I don’t care who you are or where you wash clothes, there’s always someone who’s trying to sell something.  The laundromat is no different from the barber shop or the beauty salon.  Anywhere a person is sitting around waiting to spend money, there rests someone begging to take it.

But through the eyes of a laundromat attendant, these panhandlers and hustlers aren’t just begging scavengers trying to make a quick buck.  They are underdeveloped individuals who haven’t matured to a basic level of “common sense.”  What the attendant observes is a man [or sometimes a woman] who is not capable enough to realize that they are doing nothing but wishful thinking if they believe people who scraped up their last hard saved quarters all week long are going to be distracted, side tracked, or even stupid enough to actually buy what they’re selling.  They do not understand the meaning of rejection and denial and therefore should be declared unstable specimen who simply can’t help themselves.

You and I don’t want to hear that sh*t but we’re not looking through our eyes, are we?

The lady who calls everyone she knows to tell them that she’s at the laundromat.

Most laundromat visitors go to the facility with one goal in mind: to wash their clothes.  Because the place is public, everyone knows that there’s no guess as to who or what you may see while there.  From intrusive conversations with strangers, to bad attitudes of husbands, wives, and often more, bitter single people who get life from staring at other people’s pre-washed unmentionables.

The attendant sees it all.  And the one who stands out the most is the lady who puts out a public service announcement to everyone that she knows to let them know that she’s in the laundromat.  To the common eye she’s just loud and annoying.  But through the eyes of a laundromat attendant, she is merely conveying an illusion of importance when deep down she’s a lonely woman who can’t accept the fact that no one gives a sh*t about where she is or what she’s doing.  This act screams, “Dependency issues!”

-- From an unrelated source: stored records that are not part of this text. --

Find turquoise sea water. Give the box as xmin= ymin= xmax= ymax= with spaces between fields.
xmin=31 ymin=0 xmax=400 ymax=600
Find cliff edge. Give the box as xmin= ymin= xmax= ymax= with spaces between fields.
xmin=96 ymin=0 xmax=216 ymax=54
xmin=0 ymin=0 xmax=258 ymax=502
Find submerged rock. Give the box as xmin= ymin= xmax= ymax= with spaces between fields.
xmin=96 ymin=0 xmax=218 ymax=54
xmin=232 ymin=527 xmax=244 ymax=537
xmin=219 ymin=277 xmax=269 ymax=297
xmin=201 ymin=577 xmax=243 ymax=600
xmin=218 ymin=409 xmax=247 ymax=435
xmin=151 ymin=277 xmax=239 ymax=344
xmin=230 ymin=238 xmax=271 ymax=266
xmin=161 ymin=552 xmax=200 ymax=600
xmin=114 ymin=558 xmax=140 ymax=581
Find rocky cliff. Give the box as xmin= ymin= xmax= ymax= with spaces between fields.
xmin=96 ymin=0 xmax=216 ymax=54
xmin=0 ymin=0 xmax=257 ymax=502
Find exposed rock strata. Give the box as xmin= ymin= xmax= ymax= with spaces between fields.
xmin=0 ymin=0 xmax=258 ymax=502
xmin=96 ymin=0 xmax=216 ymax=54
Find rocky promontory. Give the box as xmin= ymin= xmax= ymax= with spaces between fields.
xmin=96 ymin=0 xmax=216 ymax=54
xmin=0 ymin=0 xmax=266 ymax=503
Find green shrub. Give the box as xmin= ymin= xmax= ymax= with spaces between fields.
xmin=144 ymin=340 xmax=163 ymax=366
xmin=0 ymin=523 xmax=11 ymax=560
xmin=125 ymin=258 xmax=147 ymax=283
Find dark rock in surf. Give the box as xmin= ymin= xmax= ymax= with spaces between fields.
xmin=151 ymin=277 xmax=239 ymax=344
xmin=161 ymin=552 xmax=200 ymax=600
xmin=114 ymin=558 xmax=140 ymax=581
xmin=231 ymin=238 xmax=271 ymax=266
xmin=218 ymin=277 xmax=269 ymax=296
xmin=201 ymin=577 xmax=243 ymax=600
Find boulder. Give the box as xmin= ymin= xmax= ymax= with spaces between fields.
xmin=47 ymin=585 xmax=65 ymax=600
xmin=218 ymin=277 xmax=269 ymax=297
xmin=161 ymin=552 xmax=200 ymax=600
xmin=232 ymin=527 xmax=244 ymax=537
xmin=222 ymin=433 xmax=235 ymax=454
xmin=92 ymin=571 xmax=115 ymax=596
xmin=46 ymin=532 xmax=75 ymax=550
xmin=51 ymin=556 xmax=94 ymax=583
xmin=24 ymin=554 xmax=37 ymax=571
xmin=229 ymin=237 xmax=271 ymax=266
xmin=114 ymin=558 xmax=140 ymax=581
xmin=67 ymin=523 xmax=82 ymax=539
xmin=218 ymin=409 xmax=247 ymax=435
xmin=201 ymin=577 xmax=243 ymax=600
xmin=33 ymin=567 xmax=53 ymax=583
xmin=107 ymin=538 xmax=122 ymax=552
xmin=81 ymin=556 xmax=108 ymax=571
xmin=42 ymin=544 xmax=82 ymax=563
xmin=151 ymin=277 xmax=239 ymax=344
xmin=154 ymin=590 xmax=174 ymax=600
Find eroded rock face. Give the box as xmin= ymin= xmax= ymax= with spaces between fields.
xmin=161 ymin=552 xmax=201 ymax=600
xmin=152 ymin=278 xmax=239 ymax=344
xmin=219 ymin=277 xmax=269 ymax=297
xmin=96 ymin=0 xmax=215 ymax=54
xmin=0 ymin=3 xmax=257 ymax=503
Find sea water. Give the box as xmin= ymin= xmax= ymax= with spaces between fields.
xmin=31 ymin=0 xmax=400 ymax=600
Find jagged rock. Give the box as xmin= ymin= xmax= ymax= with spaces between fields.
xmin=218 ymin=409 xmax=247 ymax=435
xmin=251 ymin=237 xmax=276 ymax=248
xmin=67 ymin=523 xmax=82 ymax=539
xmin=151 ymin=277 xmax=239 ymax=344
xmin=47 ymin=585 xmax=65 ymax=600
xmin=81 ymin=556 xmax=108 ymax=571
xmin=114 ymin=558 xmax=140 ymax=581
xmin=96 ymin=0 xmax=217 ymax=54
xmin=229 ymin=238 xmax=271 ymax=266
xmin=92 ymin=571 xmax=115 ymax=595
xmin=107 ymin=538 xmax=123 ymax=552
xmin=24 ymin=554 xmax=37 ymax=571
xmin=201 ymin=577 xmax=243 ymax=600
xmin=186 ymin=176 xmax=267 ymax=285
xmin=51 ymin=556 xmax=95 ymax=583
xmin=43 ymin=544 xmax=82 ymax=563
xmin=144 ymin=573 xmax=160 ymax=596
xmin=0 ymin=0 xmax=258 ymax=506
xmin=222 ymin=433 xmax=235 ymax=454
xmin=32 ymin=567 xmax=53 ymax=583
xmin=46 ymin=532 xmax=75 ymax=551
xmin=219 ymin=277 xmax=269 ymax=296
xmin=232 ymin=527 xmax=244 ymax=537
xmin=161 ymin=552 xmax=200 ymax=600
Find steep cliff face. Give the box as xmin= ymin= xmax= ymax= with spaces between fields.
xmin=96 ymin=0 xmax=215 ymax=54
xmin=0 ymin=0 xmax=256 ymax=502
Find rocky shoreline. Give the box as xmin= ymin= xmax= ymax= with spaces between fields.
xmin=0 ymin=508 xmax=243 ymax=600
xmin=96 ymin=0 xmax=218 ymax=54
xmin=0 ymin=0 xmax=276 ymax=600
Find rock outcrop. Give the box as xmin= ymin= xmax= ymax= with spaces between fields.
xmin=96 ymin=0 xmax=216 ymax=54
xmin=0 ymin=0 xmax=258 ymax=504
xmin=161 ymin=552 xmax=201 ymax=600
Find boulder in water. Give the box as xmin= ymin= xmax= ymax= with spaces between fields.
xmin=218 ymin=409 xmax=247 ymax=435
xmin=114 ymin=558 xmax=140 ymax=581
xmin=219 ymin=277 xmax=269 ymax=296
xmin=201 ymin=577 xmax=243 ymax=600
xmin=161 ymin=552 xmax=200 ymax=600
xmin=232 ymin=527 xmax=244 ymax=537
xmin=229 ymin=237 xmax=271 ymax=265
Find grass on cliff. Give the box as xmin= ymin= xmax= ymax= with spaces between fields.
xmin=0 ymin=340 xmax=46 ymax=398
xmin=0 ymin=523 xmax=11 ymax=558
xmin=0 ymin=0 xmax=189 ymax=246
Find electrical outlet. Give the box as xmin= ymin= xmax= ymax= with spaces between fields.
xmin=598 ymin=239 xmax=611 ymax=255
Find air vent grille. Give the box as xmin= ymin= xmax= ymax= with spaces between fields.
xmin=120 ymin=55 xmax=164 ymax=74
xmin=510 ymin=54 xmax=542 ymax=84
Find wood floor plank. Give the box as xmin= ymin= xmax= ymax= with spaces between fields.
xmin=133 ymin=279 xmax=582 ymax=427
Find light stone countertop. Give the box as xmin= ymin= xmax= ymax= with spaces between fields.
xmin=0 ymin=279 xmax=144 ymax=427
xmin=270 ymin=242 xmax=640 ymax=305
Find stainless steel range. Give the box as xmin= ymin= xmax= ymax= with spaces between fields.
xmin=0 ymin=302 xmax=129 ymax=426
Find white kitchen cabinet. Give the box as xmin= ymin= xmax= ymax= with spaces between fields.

No one realizes that great power comes from observation.  And there are only two types of people that have such power: Parking attendants and Laundromat attendants.  Through the joy of people-watching, though in trade of suffering the consequences of alienation, underestimation, and custodial abuse, the one person that you don’t think about is the very person who knows most about the demons you try to wash away.


Quote of the week:   “Reason, observation, and experience; the holy trinity of science.”